I once travelled to Brazil with a group of Americans. Our trip corresponded with an international soccer match between the USA and Brazil. If you’re a soccer fan you’ll know that Brazil has one of the strongest legacies of soccer greatness in the world. If you’re an American you’re probably aware that there aren’t many sports at which we think we ought not to be the best–except, say, badminton. Apparently, we’re willing to leave that to the Chinese.
It just so happened that our group took a trip to a mall in Brasilia…while the big match was happening. A friend and I became separated from the group. Shortly thereafter we heard, to our horror, chants of “USA! USA! USA!” Yes, our new friends had taken it upon themselves to show their national pride in the mall where a group of Brazilians were watching game.
Now, I’m American, but I’m also English and spent the first fourteen formative years of my life in English society. In England, the only people who chant nationalist chants in public at or around soccer matches are hooligans–shaved head-sporting, Carlsberg-swilling, Union Jack-wearing thugs. It seems not only obnoxious, but also somehow disrespectful to attempt to seize control of public space in another country in order to vocalize your desire for the triumph of your national team. If you want to chant, if you want to celebrate, do it quietly or better, inwardly. “Supporting Chick-fil-A” by eating their food en masse and posting photos of packed restaurants feels like the equivalent of shouting down the opposition, as does gay couples kissing publicly in Chick-fil-A dining rooms.
This is what I find to be problematic about the Chick-fil-Activism (on both side) that has gotten so much press of late. The country is close to evenly split on this issue–there is no consensus.
It’s important for followers of Christ to realize that we are living in a post-Christendom society. In other words, the received vies of Orthodox Christian communities are no longer the central narratives of the society. They have been usurped by others and the kingdom narrative of Scripture is no longer the dominant story being told in our culture.This reality changes the way we communicate, or it ought to.
The Good News of the Gospel has not changed. God has not changed. The context in which a timeless Gospel and an unchanging God are proclaimed, has.

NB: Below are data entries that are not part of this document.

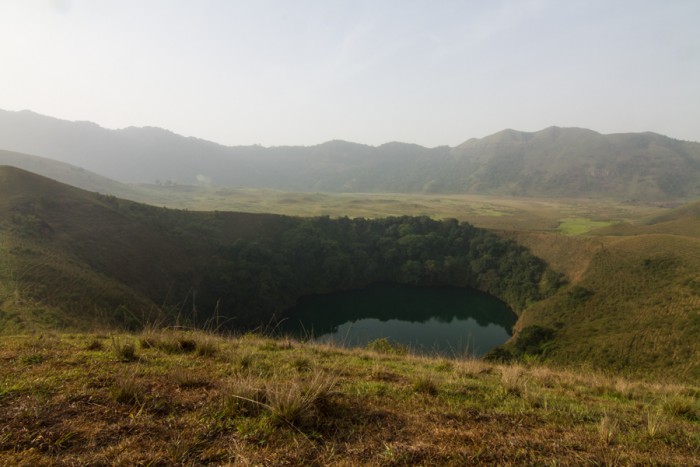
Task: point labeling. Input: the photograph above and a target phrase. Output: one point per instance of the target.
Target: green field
(493, 212)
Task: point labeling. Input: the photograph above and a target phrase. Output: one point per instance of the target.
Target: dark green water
(446, 321)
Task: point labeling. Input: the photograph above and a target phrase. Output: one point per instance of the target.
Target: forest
(256, 280)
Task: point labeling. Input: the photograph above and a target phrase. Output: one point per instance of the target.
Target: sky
(302, 72)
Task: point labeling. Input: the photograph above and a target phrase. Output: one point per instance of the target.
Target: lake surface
(447, 321)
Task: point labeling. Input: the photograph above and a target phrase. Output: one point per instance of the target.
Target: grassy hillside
(71, 175)
(100, 257)
(176, 397)
(633, 301)
(555, 162)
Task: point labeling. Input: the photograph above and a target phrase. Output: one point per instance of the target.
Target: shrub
(532, 340)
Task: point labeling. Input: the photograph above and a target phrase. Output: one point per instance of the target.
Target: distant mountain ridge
(562, 162)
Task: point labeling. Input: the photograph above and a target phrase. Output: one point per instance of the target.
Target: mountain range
(554, 162)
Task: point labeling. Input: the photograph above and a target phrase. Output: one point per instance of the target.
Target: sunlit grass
(287, 402)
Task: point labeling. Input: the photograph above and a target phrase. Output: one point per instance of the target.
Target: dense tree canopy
(252, 280)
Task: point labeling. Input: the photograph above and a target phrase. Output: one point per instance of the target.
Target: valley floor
(167, 397)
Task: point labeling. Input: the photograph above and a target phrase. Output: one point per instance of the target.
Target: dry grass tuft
(512, 379)
(124, 351)
(607, 429)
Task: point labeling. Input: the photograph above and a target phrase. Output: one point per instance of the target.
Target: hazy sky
(301, 72)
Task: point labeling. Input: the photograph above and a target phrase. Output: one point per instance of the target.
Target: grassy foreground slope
(187, 398)
(633, 302)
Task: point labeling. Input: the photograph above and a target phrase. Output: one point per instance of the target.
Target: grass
(581, 225)
(261, 401)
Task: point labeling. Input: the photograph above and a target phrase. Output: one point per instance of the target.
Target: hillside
(70, 175)
(72, 252)
(633, 300)
(188, 398)
(568, 162)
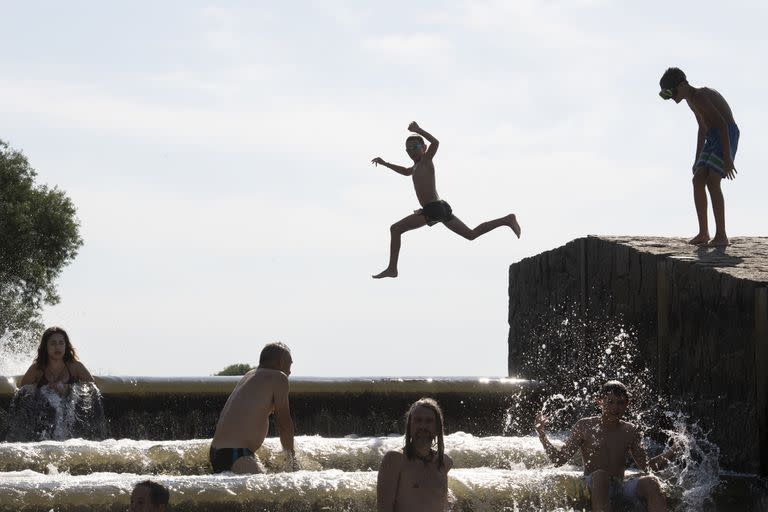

Sitting in a bar on State Street in Madison (WI) watching the World Cup, it would be perfectly appropriate to chant “USA! USA! USA!” I’ve done it–joined in as part of the dominant narrative in support of a common view. However, as evangelical Christians we’re not on State Street anymore. We’re in a foreign society and, as a result, a little more tact is in order. Or, to borrow the words of Scripture, “gentleness and respect.”